Uitspraak
1.Procesverloop in cassatie
2.Beoordeling van het eerste cassatiemiddel
3.Beoordeling van het tweede cassatiemiddel
4.Beslissing
23 mei 2023.
Hoge Raad
In deze zaak heeft de Hoge Raad op 23 mei 2023 uitspraak gedaan in een cassatieprocedure tegen een beschikking van de rechtbank Zeeland-West-Brabant. De zaak betreft een klaagschrift van de klager, die in beroep ging tegen de ongegrondverklaring van zijn klaagschrift met betrekking tot een inbeslaggenomen personenauto met een verborgen ruimte. De rechtbank had eerder geoordeeld dat de auto vatbaar was voor onttrekking aan het verkeer, omdat het ongecontroleerde bezit van de auto in strijd zou zijn met het algemeen belang. De Hoge Raad herhaalt relevante overwegingen uit eerdere jurisprudentie en concludeert dat de rechtbank onvoldoende gemotiveerd heeft vastgesteld dat de auto in verband staat met een strafbaar feit.
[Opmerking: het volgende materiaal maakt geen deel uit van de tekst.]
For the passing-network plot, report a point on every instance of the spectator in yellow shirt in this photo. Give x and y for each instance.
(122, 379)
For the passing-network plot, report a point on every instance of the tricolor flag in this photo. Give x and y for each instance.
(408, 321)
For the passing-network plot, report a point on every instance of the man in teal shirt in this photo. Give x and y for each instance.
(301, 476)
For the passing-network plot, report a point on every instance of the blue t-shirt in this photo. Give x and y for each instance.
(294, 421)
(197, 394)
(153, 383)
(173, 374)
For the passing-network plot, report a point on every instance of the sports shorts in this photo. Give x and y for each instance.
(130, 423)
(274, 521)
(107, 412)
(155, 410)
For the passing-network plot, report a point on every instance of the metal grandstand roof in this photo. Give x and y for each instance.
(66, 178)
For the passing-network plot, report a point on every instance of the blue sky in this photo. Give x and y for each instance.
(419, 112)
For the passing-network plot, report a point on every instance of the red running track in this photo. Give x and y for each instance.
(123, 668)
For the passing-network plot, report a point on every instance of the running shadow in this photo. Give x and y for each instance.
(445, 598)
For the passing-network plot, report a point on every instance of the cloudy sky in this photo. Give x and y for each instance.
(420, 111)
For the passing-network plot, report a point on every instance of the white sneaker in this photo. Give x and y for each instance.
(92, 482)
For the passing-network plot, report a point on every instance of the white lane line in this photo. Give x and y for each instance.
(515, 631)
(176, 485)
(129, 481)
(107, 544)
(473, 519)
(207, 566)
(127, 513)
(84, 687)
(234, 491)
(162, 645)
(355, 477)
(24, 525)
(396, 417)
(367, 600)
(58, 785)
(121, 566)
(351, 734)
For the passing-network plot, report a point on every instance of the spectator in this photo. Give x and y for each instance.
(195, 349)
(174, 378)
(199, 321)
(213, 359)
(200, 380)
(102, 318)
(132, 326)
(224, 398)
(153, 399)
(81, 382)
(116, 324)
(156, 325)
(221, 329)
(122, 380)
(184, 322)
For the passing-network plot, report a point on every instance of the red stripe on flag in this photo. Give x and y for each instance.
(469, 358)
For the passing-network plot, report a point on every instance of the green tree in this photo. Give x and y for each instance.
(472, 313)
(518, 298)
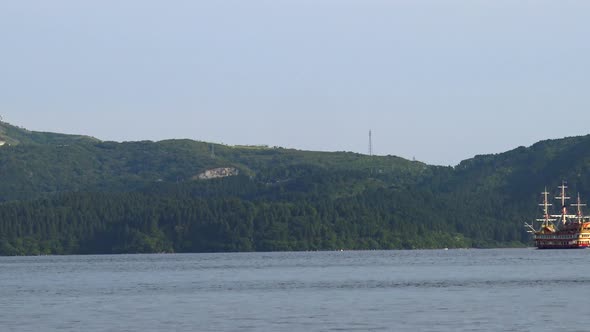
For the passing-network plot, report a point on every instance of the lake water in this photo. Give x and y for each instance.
(429, 290)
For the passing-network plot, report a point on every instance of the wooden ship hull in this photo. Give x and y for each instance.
(561, 231)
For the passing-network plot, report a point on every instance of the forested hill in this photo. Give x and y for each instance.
(65, 194)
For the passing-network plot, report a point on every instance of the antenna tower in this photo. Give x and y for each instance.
(370, 143)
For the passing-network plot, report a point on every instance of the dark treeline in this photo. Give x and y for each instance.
(297, 215)
(65, 194)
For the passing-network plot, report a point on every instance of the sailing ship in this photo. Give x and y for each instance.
(561, 231)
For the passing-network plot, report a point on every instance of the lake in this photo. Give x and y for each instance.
(421, 290)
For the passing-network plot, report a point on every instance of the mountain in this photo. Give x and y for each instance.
(68, 194)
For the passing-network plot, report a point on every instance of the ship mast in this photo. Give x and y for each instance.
(563, 198)
(545, 206)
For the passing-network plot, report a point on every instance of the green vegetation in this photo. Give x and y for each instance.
(64, 194)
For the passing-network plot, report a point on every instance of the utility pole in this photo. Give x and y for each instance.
(370, 143)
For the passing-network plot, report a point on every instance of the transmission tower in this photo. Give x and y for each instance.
(370, 143)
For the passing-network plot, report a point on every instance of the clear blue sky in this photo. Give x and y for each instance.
(437, 80)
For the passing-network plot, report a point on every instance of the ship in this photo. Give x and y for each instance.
(561, 231)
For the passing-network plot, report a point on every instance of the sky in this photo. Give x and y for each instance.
(439, 81)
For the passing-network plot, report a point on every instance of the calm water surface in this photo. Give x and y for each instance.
(430, 290)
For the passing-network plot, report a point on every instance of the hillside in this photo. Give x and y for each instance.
(74, 194)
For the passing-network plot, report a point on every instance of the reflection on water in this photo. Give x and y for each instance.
(429, 290)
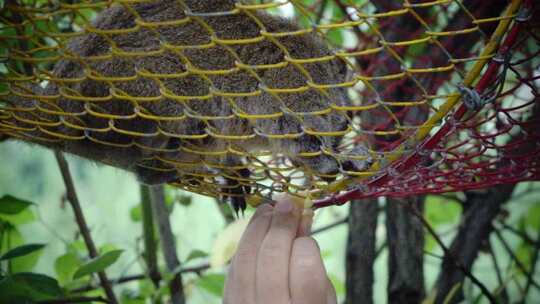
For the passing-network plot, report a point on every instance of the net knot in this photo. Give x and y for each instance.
(472, 99)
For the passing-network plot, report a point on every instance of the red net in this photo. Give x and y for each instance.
(348, 99)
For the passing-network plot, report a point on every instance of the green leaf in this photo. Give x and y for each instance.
(23, 217)
(21, 251)
(13, 238)
(26, 286)
(532, 218)
(196, 254)
(12, 205)
(440, 211)
(135, 214)
(66, 265)
(185, 200)
(213, 283)
(98, 264)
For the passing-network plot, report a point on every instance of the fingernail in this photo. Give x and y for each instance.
(307, 221)
(284, 207)
(263, 208)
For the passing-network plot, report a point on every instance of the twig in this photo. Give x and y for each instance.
(533, 265)
(521, 234)
(149, 236)
(497, 271)
(161, 216)
(196, 269)
(74, 300)
(330, 226)
(73, 199)
(225, 210)
(447, 253)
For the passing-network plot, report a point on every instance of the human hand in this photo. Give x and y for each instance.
(277, 261)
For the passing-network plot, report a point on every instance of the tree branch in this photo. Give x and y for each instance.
(361, 252)
(516, 260)
(454, 266)
(74, 300)
(81, 222)
(405, 236)
(196, 269)
(161, 215)
(149, 236)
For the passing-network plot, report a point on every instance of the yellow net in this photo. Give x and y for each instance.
(243, 99)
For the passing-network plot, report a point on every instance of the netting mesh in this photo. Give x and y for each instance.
(341, 99)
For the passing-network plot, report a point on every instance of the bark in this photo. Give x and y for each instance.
(360, 255)
(405, 233)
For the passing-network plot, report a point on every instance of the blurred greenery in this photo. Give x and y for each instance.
(42, 255)
(34, 212)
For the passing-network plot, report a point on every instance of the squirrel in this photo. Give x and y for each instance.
(198, 100)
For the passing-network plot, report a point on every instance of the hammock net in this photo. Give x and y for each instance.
(441, 95)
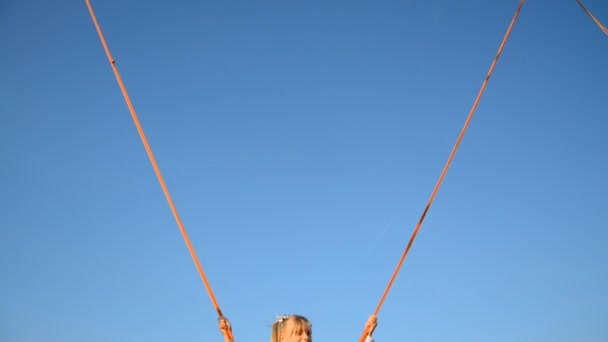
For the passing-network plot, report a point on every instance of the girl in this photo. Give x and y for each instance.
(293, 328)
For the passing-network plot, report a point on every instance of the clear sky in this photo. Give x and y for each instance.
(301, 141)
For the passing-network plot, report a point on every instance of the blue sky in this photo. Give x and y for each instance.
(300, 141)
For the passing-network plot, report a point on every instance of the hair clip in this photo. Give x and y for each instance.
(281, 318)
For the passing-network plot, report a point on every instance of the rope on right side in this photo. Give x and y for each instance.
(447, 165)
(602, 27)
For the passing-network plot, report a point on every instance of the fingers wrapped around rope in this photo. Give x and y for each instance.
(225, 328)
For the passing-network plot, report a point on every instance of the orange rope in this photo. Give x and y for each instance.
(602, 27)
(154, 164)
(426, 209)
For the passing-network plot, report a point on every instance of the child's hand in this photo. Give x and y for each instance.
(225, 329)
(371, 324)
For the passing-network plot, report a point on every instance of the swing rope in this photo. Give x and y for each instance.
(447, 165)
(602, 27)
(155, 165)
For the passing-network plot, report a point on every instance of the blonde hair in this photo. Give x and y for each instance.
(300, 325)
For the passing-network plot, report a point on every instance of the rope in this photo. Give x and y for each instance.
(426, 209)
(602, 27)
(154, 164)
De Hoge Raad vernietigt de beschikking van de rechtbank en wijst de zaak terug naar de rechtbank Zeeland-West-Brabant voor een nieuwe behandeling. De uitspraak benadrukt het vereiste dat er een duidelijk verband moet zijn tussen het inbeslaggenomen voorwerp en het strafbare feit, zoals beschreven in de artikelen 36c en 36d van het Wetboek van Strafrecht.